It has been one of those weeks. My work schedule has been heavier than normal and blogging is something of a luxury. I did produce one post the other day, which disappeared into cyber space. It was about the medical insurance situation, so government conspiracy theories are welcome. Perhaps God thought it a bad idea and zapped it, or the Evil One? My best guess is I did something wrong and erased the work I had done....
Today our MP reading is from Maccabees. Sadly, it is not in the scriptures of many Christians so it is never read. That is tragic because it provides insight into the time period of the prophet Daniel (in a notably non-apocalyptic style) with which the writer was a contemporary. The book provides valuable insight into the persecution and suffering of the Jews in the centuries before Jesus and it helps explain the Pharisees in a more sympathetic light. These were the Jewish culture warriors battling against the temptation to go along with the Gentile culture and to sell out their religious heritage.
The last few weeks we have been reading Nehemiah and Ezra. One major component of those cycles is the rebuilding of the Temple and the city. Sunday I preached on the Temple as a type of Jesus (recall He refers to His body as "the Temple" when He prophecies His resurrection).

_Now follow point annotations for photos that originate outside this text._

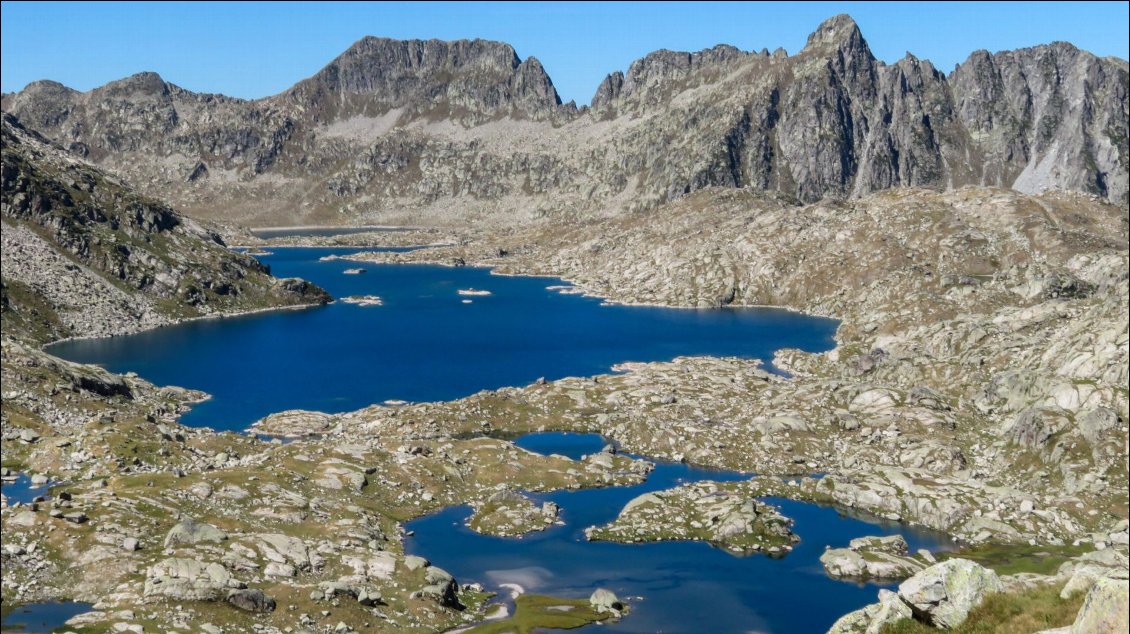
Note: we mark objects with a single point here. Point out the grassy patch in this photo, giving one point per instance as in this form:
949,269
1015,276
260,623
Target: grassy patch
533,611
1016,558
1010,613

When Jesus says that He fulfills (remember the word means Fully Fill Up) the scriptures and He explains His identity by opening the apostles minds to the meaning of Scripture it is just this sort of thing we are talking about (and not 'predictions'). Jesus is the truest presence of God among us (emmanuel) and as such the Temple is a type of Jesus and rebuilding the Temple is a type of resurrection!

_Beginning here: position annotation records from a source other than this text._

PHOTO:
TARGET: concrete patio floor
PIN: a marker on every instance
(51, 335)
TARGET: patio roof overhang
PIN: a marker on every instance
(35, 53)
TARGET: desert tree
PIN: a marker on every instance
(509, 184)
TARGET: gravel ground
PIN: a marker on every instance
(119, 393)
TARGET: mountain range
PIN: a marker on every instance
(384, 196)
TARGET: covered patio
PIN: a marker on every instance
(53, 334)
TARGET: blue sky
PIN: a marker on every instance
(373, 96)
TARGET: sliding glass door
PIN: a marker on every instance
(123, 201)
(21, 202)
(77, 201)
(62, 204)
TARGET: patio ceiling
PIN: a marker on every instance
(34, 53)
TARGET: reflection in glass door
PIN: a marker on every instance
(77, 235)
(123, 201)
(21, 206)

Ezra 7 tells us that Ezra had dedicated himself to study the Teaching of the Lord so as to observe it, and to teach laws and rules to Israel. Law and rules has a bad name among many today. We hear much of grace and freedom. Ezra would have been much perplexed by such a concept. He would have quoted Psalm 119 (Happy are those whose way is blameless, who follow the teaching of the Lord. Happy are those who observe His decrees...) Psalm 119 is a gushing love poem about God's Word (and Torah), no Bible lover has ever more mystically, even romantically--he uses the Hebrew root d-b-k which means cling, as in Adam and Eve clinging to one another. My favorite verse in the RSV is 119:29 Let me find grace through your Law. The use of those two words in concert delight me. However, in the Jewish Study Bible (where I found the romantic insight above) the translation is favor me with Your teaching and the NRSV graciously teach me Your law, neither of which has the paradoxical turn of phrase which I find so invigorating.
Torah as instruction and identity is an important truth of Judaism. Whatever issues emerge in later generations, Jesus was a faithful Jew and He kept the Law, even intensified it at times (taking it deeper and more demanding). Our knowledge of our Jewish heritage is vital for knowing Jesus. Our love of God's instruction is part of the grace that sets us free.